そもそも、ここは人をゾンビのようにして操る研究を行っている施設だ。捕まった諜報部員などは、真っ先に研究対象とされそうなものである。
「大丈夫…だと思う。
まだ、人体実験される前の身体データを取られていただけみたいだ」
諜報部員は言う。
「そうですか、それだと宜しいのですが…」
そういえば、さっき研究員の人も居たので、念のため話を聞きながら帰ろうかとも琴美は思った。

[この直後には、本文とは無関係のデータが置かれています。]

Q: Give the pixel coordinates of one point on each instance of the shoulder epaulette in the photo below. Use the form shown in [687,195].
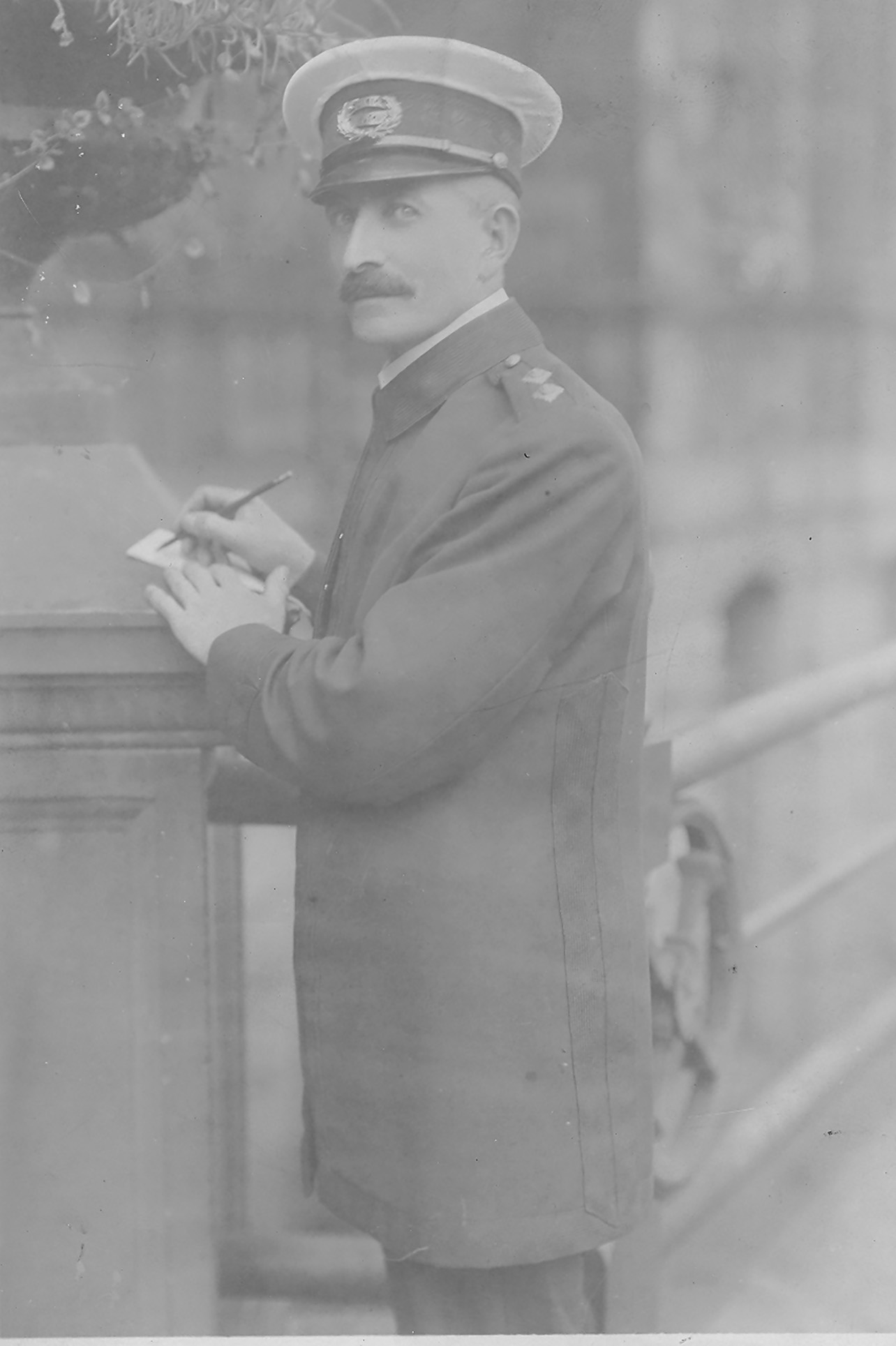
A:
[528,387]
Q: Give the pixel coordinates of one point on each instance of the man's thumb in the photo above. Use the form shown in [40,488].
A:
[209,527]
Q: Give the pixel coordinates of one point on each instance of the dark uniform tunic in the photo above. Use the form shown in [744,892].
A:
[467,731]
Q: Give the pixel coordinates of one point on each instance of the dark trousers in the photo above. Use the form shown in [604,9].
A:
[556,1296]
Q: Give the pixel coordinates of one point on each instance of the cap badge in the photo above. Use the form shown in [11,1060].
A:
[374,116]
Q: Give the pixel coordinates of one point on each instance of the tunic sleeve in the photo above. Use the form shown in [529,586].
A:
[540,539]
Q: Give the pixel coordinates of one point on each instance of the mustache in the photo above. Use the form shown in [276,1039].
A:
[372,284]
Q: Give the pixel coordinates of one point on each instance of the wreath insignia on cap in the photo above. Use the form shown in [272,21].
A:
[374,116]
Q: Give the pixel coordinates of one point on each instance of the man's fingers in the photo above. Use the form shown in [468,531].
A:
[185,585]
[211,528]
[209,498]
[225,575]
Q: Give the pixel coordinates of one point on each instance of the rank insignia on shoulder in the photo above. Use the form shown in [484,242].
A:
[548,392]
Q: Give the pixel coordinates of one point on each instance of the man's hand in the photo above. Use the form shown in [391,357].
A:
[206,602]
[257,533]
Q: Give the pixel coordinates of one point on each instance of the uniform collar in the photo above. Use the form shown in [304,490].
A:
[470,350]
[396,366]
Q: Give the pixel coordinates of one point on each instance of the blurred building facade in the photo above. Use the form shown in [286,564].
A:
[712,243]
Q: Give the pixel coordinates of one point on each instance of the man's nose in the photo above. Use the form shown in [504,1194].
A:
[365,243]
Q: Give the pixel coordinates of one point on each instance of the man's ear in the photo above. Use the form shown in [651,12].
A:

もう、この研究施設…いや、島の中に琴美に逆らう者は居ない。
いずれ、後始末のチームが乗り込んでくるだろうが、琴美達は一足先にヘリコプターで帰還だ。
「まあ…これで任務達成ですわ」
手ごたえの任務に、少し呆れるように琴美は呟いた。
その体には、傷一つ付いていない。
8.任務完了
翌日。
都内某所の自衛隊の基地、建物の隅にある一室に、琴美の姿があった。
タイトにミニスカートにロングブーツと、オフィス仕様の琴美は司令官に任務完了の報告をする所だった。
「…報告は以上です。
捕虜の方も無事に救出致しました。
現地の研究員の方にも聞きましたが、まだ人体実験もされる前でしたので、問題御座いません」
簡単な報告書と共に、琴美は司令官に報告する。
「そうか、ご苦労さん。毎度厳しい任務ばかりで済まないね」
「いえ、私にとっては楽な任務でした」
司令官の言葉に、琴美は自信あり気に微笑んだ。
その言葉と顔には嘘は無い。琴美にとっては、ありふれた日常に過ぎない任務だった。